Introduction to nonlinear optimization using factor graphs

Non-linear optimization of sparse problems is well explained by describing the problem as a factor graph. A factor graph looks like this,

Factor graph

Toy example of a factor graph. The round nodes are state blocks, labelled 0 to 7. The square nodes are factors encoding measured relations between the state blocks, labelled 1 to 10.

Sparsity: state blocks and factors

In a factor graph, the system’s state vector is partitioned into blocks of reasonably small size, called state blocks.

Each measurement made on the system depends on a small handful of state blocks. These are constituted as factors.

For each factor, a function of this subgroup of state blocks and the measurement is used to compute a residual (otherwise known as ‘expectation error’, and equivalent to what is known in the filtering literature as ‘innovation’).

The optimizer or Solver then tries to find the overall state that minimizes the overall residual, in a least squares sense.

The result is the optimal state, which constitutes the best available solution to the problem.

Factor residuals

To make sparsity visible and exploitable, let us partition the state vector into state blocks,

\[X = {x_1,..., x_N}\]

Let us define the set of factors

\[C = { C_1, ..., C_K}\]

relating subsets of these blocks, \(X_k= { x_{k_1},..., x_{k_n}}\) to measurements \(y_k\)

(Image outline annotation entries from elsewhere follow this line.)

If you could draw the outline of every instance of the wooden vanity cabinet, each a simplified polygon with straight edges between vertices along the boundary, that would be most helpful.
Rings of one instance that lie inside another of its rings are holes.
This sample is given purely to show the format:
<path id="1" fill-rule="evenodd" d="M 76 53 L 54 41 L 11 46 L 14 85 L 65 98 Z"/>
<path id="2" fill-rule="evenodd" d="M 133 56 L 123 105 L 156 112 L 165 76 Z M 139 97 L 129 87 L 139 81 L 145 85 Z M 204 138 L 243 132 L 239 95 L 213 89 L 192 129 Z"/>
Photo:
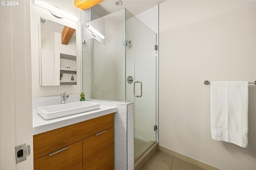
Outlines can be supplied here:
<path id="1" fill-rule="evenodd" d="M 114 170 L 114 128 L 83 140 L 83 170 Z"/>
<path id="2" fill-rule="evenodd" d="M 82 143 L 80 141 L 34 160 L 34 170 L 81 170 Z"/>
<path id="3" fill-rule="evenodd" d="M 114 113 L 33 136 L 34 170 L 114 170 Z"/>

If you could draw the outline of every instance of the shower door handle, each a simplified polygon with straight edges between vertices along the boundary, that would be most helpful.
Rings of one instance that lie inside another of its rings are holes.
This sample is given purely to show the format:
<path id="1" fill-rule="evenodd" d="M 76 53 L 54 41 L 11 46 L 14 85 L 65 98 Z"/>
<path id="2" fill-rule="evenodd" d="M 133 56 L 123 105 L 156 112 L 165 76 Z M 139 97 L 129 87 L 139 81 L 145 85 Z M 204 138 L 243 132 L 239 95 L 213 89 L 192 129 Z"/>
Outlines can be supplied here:
<path id="1" fill-rule="evenodd" d="M 140 83 L 140 96 L 135 95 L 135 83 Z M 142 96 L 142 82 L 141 81 L 136 81 L 134 82 L 133 84 L 133 95 L 137 98 L 140 98 Z"/>

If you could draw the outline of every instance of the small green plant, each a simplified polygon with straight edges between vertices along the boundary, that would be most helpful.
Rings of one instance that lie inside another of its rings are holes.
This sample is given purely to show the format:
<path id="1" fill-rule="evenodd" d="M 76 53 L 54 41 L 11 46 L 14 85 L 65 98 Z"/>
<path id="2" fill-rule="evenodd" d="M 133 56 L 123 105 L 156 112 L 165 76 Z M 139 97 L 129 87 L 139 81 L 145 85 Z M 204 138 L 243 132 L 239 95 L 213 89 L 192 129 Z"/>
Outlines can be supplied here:
<path id="1" fill-rule="evenodd" d="M 85 95 L 84 95 L 84 93 L 81 93 L 81 94 L 80 94 L 80 97 L 81 97 L 81 99 L 85 99 Z"/>

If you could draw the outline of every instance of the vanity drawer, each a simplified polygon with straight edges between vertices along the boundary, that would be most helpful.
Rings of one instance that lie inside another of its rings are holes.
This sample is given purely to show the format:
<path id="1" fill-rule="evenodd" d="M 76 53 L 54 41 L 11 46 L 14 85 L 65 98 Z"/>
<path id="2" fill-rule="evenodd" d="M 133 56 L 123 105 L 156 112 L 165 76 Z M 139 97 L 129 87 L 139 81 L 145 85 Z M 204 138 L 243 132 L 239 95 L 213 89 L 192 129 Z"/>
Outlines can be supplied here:
<path id="1" fill-rule="evenodd" d="M 82 143 L 80 141 L 34 161 L 34 170 L 82 170 Z"/>
<path id="2" fill-rule="evenodd" d="M 34 160 L 114 127 L 114 113 L 33 136 Z"/>
<path id="3" fill-rule="evenodd" d="M 114 127 L 83 140 L 84 170 L 114 170 Z"/>

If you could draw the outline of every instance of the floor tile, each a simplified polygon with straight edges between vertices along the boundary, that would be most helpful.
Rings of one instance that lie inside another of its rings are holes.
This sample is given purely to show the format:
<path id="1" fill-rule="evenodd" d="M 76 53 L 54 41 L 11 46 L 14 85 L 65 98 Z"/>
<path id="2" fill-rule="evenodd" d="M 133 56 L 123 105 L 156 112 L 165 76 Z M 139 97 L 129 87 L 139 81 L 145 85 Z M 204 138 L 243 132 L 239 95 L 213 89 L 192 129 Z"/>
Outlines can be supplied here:
<path id="1" fill-rule="evenodd" d="M 172 157 L 170 154 L 160 150 L 158 150 L 155 154 L 153 158 L 171 164 L 172 161 Z"/>
<path id="2" fill-rule="evenodd" d="M 152 158 L 142 170 L 170 170 L 171 164 L 158 159 Z"/>
<path id="3" fill-rule="evenodd" d="M 203 169 L 197 166 L 190 163 L 174 156 L 172 158 L 172 165 L 178 166 L 185 170 L 203 170 Z"/>

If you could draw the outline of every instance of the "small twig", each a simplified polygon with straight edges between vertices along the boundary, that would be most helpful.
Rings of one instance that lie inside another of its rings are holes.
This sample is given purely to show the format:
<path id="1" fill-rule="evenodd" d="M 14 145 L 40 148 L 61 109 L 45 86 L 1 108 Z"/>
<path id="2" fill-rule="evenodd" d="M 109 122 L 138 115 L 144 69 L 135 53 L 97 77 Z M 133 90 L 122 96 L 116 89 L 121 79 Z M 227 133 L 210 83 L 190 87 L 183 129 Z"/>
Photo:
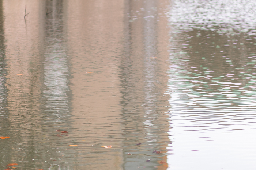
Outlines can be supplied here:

Each factor \(C_k\) computes an estimation error \(e_k\),

\[e_k = e_k( X_k , y_k )\]

Note

For example, imagine the 4th measurement \(y_4\) is a function of:

  • the robot position \(x_1\),

  • the robot orientation \(x_2\),

  • the sensor position \(x_5\) and orientation \(x_6\) in the robot, and

  • the position of a landmark in the environment, \(x_{17}\).

Then the error function above reads,

\[e_4 = e_4 ( x_1, x_2, x_5, x_6, x_{17}, y_4)\]

Let us also define the amount of information provided by the measurement \(y_k\) of this factor through an information matrix, \(W_k\). This is the inverse of the covariances matrix of the measurement.

Optimal state

Then, the optimal state \(x^*\) is the solution to the least-squares minimization problem,

\[x^* = \textrm{argmin}_x \sum_k (e_{k}(x)^\top \cdot W_k \cdot e_k(x) )\]

In WOLF, we define the Residual computation as being the estimation error weighted by its information matrix. This we do by realizing that, if we factorize \(W=W^{1/2}W^{\top/2}\), then

\[e_{k}(x)^\top \cdot W_k \cdot e_k(x) = e_{k}(x)^\top \cdot W_k^{1/2} \cdot W_k^{\top/2} \cdot e_k(x) = r_{k}(x)^\top \cdot r_k(x)\]

obtaining a definition of the residual that is well a weighted estimation error,

\[r_k(x) \triangleq W_k^{\top/2} \cdot e_k(X_k, y_k)\]

Note

In WOLF (see the WOLF tree),

  • the residual evaluation function is stored in the class Factor.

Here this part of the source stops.